Ανάλυση συναισθημάτων σε πλατφόρμες κοινωνικών δικτύων μέσω τεχνικών επεξεργασίας φυσικής γλώσσας
Sentiment analysis in social media platforms through NLP techniques

View/ Open
Keywords
Ανάλυση συναισθημάτων ; Transformers ; BERT ; Κοινωνικά δίκτυα ; Πολυετικετική ταξινόμηση ; Μηχανική μάθηση ; Βαθιά μάθηση ; Sentiment analysis ; Social media ; Multilabel classification ; Machine learning ; Deep learning ; Επεξεργασία φυσικής γλώσσας ; Natural language processingAbstract
The analysis of sentiment and emotion in social media content has become an essential tool for gauging
public opinion and societal trends across diverse domains such as business, healthcare, and politics. This
dissertation examines the effectiveness of transformer-based deep learning models, with a particular
focus on BERT (Bidirectional Encoder Representations from Transformers), for the task of fine-grained
emotion classification in social media text.

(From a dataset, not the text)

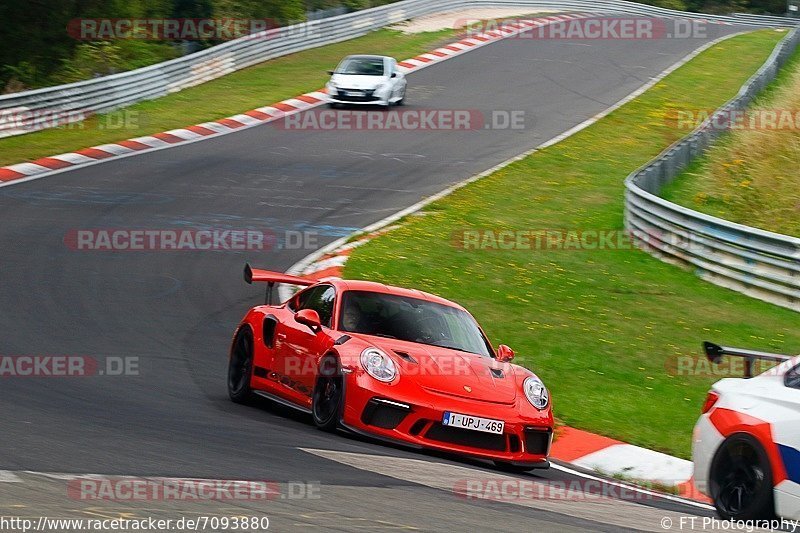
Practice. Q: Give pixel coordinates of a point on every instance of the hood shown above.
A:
(451, 372)
(349, 81)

Utilizing the GoEmotions dataset, which consists of Reddit
comments annotated with 28 distinct emotion categories, a comprehensive multi-label emotion detection
pipeline is developed and evaluated.
The methodology encompasses rigorous data preprocessing, strategies for addressing class imbalance,
and systematic hyperparameter optimization to fine-tune BERT for multi-label emotion classification.

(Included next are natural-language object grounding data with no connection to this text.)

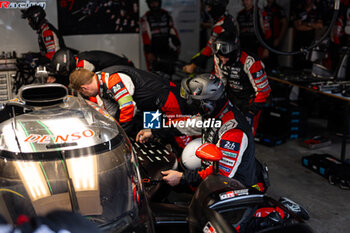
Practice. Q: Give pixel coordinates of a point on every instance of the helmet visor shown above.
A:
(224, 48)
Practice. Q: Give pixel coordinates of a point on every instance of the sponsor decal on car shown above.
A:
(46, 139)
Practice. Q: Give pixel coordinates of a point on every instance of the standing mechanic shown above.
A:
(222, 22)
(233, 136)
(158, 30)
(244, 76)
(131, 89)
(50, 40)
(64, 62)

Experimental results indicate that model performance, as measured by micro and macro F1 scores and
overall accuracy, improves substantially with increased training data and extended training duration. Error
analysis further highlights persistent challenges, including class imbalance and the detection of
ambiguous or overlapping emotional expressions.

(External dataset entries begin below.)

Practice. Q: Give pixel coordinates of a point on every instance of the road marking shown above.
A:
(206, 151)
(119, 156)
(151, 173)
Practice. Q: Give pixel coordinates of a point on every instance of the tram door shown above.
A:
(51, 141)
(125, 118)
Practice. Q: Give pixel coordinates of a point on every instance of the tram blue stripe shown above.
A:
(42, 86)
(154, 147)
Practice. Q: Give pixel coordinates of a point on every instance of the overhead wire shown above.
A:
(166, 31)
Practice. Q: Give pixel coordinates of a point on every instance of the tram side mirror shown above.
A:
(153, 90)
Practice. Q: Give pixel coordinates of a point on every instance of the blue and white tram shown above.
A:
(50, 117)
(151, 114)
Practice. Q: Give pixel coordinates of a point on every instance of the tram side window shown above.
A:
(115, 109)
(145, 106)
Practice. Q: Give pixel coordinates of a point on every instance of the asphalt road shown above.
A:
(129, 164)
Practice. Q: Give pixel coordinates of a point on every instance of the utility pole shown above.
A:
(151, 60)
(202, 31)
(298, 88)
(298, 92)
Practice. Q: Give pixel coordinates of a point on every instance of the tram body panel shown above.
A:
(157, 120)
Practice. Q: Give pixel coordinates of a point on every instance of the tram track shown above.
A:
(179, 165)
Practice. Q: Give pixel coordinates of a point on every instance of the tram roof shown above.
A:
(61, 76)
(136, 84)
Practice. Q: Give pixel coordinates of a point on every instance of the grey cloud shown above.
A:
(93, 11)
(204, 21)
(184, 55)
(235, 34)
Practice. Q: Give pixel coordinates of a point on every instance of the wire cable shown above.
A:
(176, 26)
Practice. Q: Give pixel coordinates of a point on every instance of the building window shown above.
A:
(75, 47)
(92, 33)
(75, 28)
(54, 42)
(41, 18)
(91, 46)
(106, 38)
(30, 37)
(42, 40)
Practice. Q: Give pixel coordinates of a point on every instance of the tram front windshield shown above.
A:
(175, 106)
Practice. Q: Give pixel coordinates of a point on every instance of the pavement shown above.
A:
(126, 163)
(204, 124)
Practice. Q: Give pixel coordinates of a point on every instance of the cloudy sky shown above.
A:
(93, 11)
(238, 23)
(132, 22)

To assess real-world applicability, the trained model is deployed on contemporary X data(previously
known as Twitter), enabling emotion monitoring within live social media streams. The findings underscore
both the potential and current limitations of deep learning approaches for emotion analysis in noisy, user
generated text. Recommendations are provided for future research, including advanced techniques for
managing data imbalance, enhancing domain adaptation, and addressing ethical considerations
associated with large-scale emotion recognition.